Consequence: the spectators who hate the police will not change their opinion, those who also adore it, and the others - the majority - will not be interested in it.

Read alsoAre there four times fewer police attacks than ten years ago?

Until the communitarization of society, a police officer was not reduced solely to his profession.

Behind the uniform, there are people.

Magid Berchid, the commissioner that we follow, is also a tennis player, a supporter of PSG, he has a family and a history.

He is a city kid who has good grades, enters the Faculty of Economics and sees that the police are the only functional service in his neighborhood.

He entered as a peacekeeper before climbing the ranks.

Magid is also a republican story.

It begins with the strong testimony of a policewoman, Alexia, who had to leave the neighborhood in which she lived with her family.

What does this example say about the daily life of the police?

In one neighborhood, when some people learned about Alexia's spouse's profession, they made life impossible for this family by ringing their intercom at night, sending them death threats, or threatening the couple's children. with weapons. The justice system took it up, the people were sentenced, but it was no longer possible for this family to live in this place. Almost as in the framework of a witness protection program, Alexia, her companion and her children, had to be posted in another region. And in this new place, they do not communicate the profession of the husband to anyone. I don't have any figures on this phenomenon, but these distressing situations are not anecdotal.

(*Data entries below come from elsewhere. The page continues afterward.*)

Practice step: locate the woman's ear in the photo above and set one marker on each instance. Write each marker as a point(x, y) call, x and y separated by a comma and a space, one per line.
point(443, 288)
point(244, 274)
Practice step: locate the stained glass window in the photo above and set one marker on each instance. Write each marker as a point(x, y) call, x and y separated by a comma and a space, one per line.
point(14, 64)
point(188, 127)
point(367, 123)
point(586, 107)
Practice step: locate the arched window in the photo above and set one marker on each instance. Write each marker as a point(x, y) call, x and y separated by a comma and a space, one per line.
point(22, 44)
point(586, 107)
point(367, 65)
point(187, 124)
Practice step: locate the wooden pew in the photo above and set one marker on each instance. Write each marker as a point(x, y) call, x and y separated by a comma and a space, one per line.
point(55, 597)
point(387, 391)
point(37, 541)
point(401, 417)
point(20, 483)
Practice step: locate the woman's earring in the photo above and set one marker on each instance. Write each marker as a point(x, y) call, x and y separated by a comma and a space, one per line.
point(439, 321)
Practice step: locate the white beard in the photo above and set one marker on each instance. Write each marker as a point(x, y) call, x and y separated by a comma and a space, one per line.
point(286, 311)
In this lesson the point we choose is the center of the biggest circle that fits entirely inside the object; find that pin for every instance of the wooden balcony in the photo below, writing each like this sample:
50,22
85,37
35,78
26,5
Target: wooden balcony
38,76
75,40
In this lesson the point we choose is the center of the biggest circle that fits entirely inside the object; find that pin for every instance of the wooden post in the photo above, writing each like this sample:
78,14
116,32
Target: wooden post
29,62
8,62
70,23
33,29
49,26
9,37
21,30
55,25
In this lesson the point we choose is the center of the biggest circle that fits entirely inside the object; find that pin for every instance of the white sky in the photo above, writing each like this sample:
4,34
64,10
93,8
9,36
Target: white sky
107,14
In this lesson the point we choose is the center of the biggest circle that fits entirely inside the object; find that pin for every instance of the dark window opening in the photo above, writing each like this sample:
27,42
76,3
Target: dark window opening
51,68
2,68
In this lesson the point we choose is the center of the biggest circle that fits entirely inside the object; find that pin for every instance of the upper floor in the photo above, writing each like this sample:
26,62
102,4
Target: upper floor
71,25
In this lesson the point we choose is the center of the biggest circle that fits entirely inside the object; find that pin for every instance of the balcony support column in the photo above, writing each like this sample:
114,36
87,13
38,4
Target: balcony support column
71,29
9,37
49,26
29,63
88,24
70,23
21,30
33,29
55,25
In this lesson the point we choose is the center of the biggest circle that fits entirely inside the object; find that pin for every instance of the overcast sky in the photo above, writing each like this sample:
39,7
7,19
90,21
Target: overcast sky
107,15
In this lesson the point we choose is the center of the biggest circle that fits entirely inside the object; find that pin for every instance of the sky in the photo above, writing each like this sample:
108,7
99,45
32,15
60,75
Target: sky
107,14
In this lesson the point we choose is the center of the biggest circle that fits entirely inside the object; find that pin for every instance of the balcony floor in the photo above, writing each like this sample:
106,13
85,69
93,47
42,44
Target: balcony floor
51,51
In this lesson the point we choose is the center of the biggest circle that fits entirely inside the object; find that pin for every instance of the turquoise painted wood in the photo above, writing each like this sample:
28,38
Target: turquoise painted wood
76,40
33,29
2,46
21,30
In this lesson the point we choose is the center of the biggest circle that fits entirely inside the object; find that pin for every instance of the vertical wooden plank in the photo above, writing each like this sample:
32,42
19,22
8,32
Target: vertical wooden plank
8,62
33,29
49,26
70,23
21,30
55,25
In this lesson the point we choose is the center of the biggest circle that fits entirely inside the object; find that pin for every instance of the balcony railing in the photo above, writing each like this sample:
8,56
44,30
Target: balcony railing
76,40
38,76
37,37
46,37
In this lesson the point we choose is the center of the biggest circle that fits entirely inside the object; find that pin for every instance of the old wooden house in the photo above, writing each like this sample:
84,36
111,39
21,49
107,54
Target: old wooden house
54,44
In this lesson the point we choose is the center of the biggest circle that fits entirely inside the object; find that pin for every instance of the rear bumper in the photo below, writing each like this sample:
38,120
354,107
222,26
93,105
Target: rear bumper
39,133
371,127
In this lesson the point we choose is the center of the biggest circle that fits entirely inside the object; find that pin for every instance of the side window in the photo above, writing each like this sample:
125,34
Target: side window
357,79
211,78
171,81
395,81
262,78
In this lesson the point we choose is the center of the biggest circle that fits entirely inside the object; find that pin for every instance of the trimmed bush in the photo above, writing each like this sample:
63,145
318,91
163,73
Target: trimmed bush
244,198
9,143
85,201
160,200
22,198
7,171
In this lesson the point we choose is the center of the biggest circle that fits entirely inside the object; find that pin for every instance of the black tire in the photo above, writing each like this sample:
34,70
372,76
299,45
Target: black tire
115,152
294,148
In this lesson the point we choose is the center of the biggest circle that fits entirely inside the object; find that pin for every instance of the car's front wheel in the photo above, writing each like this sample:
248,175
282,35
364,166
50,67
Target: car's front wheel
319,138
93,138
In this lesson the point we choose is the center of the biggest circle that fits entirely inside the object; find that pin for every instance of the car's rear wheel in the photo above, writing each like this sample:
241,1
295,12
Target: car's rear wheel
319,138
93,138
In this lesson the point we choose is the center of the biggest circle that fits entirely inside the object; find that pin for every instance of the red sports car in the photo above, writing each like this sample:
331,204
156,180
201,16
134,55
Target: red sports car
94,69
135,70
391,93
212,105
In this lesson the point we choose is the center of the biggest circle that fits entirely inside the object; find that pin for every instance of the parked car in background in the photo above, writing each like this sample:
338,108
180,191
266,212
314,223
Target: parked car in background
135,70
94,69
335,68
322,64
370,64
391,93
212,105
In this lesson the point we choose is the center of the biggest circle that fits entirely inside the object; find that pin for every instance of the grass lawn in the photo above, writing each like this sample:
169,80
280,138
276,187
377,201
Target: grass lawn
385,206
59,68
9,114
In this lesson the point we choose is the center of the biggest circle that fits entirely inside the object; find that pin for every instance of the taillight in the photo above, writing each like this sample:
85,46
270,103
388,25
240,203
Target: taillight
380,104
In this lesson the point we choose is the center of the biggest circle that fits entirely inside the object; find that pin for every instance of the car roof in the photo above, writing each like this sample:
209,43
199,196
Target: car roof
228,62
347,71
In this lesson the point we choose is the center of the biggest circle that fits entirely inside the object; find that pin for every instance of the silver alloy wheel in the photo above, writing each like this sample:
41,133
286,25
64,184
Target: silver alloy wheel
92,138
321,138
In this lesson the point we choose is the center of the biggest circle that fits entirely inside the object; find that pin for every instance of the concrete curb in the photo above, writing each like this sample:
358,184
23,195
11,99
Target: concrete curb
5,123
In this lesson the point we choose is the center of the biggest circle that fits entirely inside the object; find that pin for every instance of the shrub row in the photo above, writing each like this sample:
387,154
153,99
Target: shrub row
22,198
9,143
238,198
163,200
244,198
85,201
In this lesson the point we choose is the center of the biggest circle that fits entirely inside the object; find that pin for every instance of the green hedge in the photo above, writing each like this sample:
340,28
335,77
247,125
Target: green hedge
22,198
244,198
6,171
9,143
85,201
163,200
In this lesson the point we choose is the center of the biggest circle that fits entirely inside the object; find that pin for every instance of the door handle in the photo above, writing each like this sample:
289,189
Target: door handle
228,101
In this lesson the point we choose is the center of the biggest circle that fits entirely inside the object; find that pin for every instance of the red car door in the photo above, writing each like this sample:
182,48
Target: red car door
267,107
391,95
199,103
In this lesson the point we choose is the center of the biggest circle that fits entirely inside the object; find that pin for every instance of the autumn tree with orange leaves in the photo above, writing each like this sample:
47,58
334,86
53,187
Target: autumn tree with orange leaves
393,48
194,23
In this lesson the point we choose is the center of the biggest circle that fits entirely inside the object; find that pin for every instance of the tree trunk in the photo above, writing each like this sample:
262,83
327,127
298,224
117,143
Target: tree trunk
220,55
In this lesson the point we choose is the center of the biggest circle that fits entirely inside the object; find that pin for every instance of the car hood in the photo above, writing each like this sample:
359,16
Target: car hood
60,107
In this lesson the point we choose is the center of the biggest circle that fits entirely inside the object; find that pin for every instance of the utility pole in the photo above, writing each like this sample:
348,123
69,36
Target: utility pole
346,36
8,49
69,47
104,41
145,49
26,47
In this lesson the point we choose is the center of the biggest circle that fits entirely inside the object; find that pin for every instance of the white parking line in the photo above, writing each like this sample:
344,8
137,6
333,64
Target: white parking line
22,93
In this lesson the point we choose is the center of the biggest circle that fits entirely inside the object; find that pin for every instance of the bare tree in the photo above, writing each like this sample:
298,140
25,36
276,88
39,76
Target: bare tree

The documentary shows that the relationship of the French to the police changes completely depending on their personal experience, we are practically in the customer experience.

If one day you have a bad experience with a police officer, you will add the stereotypes inherent to this event to the officials.

Alexandre amiel

After November 13th the police were seen as heroes but today the feeling of detestation of the police has increased in French society.

Until now, the police were a social marker: if we love it, we are on the right and if we hate it, we are on the left to put it simply.

It is no longer so simple today, especially since the “yellow vests” crisis.

This documentary also tells about a movement in society.

You come back to the “yellow vests” crisis.

Was it a rocking moment?

To what extent has it been able to contribute to the disenchantment of some French people vis-à-vis the police?

In the film, we see that the crisis of "yellow vests" then the Black Lives Matter movement imported from the United States via social networks, have brought the issue of police violence to the fore.

From then on, the police were brought back to violence.

However, without denying the existence of this Magid violence, the police commissioner that we follow in this documentary, recalls that they do not define the police institution.

Unfortunately, part of the population thinks the opposite.

Read also Why part of the left hates the police

The movement of "yellow vests" was also the occasion of a communication battle.

Each camp - police and demonstrators - tried to show the violence of the other in order to shift responsibility for the violence.

In addition, the documentary shows that the relationship of the French to the police changes completely depending on their personal experience, we are practically in the customer experience.

If one day you have a bad experience with a police officer, you will add stereotypes inherent to that event to officials, and vice versa.

But most French people have no relation to the police outside the road, so the police are only a theoretical, general idea, based on received ideas.

Has the proliferation of images posted on social networks changed the way police officers work and their perception by citizens?

Can we speak of a war of images?

A sequence of the documentary illustrates this perfectly.

When we find ourselves following a team from the BAC in Nanterre in the police station where Magid - student commissioner - is doing his internship, the police have the only requirement that their faces be blurred to avoid being put up on the walls of the networks. social as police officers.